AMENDMENT TO SECURITIES PURCHASE AGREEMENT AND SENIOR SECURED CONVERTIBLE NOTES
Exhibit 10.18
AMENDMENT
TO
SECURITIES PURCHASE AGREEMENT
AND
SENIOR SECURED CONVERTIBLE NOTES
This Amendment to Securities Purchase Agreement and Senior Secured Convertible Notes (this “Amendment”) is made and entered into as of January 17, 2014, by and among Resonant Inc., a Delaware corporation (the “Company”), and the Required Holders. Except where otherwise defined herein, the capitalized terms used in this Amendment shall have the respective meanings assigned to such terms in the Agreement (as such term is defined in Recital A below) or the Notes (as such term is defined in Recital B below)), as applicable. This Amendment is made with reference to the following Recitals:
RECITALS
A. The Company and holders of the Company’s senior secured notes are party to that certain Securities Purchase Agreement, dated as of June 17, 2013, as amended by that certain Amendment to Securities Purchase Agreement, dated as of September 14, 2013, and that certain Amendment No. 2 to Securities Purchase Agreement, dated as of December 9, 2013 (as amended, the “Agreement”). Section 9(e) thereof provides that it may be amended by an instrument in writing signed by the Company and the Required Holders.

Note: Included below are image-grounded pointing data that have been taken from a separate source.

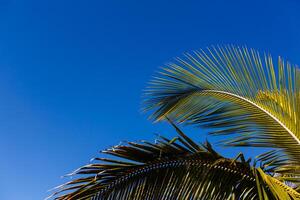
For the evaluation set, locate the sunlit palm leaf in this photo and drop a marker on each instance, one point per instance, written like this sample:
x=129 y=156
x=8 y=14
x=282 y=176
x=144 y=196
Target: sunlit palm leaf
x=168 y=169
x=232 y=90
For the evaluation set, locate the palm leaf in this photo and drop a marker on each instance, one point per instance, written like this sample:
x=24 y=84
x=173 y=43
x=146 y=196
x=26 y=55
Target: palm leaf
x=234 y=91
x=168 y=169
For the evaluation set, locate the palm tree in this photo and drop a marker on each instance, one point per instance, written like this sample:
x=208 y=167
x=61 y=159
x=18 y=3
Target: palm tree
x=230 y=91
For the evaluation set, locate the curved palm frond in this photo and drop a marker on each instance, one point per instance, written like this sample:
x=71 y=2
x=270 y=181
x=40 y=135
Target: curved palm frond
x=233 y=91
x=170 y=169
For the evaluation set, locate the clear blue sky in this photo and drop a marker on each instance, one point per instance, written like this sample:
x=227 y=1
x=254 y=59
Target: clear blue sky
x=72 y=73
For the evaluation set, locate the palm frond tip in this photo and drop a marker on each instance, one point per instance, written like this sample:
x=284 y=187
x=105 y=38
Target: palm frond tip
x=168 y=169
x=232 y=90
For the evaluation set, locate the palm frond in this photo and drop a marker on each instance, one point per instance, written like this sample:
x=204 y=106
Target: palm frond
x=176 y=168
x=233 y=91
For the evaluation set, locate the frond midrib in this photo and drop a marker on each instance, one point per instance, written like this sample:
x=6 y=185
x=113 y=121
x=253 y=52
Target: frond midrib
x=173 y=164
x=260 y=108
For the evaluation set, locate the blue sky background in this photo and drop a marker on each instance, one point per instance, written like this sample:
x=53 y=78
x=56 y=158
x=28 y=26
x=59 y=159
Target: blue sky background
x=72 y=73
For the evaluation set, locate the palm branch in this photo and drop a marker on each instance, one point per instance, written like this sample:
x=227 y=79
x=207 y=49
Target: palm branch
x=233 y=91
x=177 y=168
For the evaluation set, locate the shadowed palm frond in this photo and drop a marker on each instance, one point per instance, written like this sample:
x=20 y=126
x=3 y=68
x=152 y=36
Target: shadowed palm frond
x=170 y=169
x=232 y=91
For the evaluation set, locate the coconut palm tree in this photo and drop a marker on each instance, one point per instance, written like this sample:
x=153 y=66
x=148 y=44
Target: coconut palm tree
x=229 y=91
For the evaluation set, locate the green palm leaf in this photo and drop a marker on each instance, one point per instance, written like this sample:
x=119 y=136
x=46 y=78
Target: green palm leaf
x=170 y=169
x=235 y=91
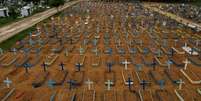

B. Pursuant to the Agreement, the Company issued to Holders an aggregate of $7,000,000 in principal amount of Senior Secured Convertible Notes, dated June 17, 2013 (each, a “Note” and collectively, the “Notes”). Section 12 thereof provides that all of the Notes may be amended with the written consent of the Company and the Requisite Holders so long as such amendment is applicable to all of the Notes.
C. The Company, the Required Holders and the Requisite Holders desire to amend the Agreement and all of the Notes on the terms set forth in this Amendment.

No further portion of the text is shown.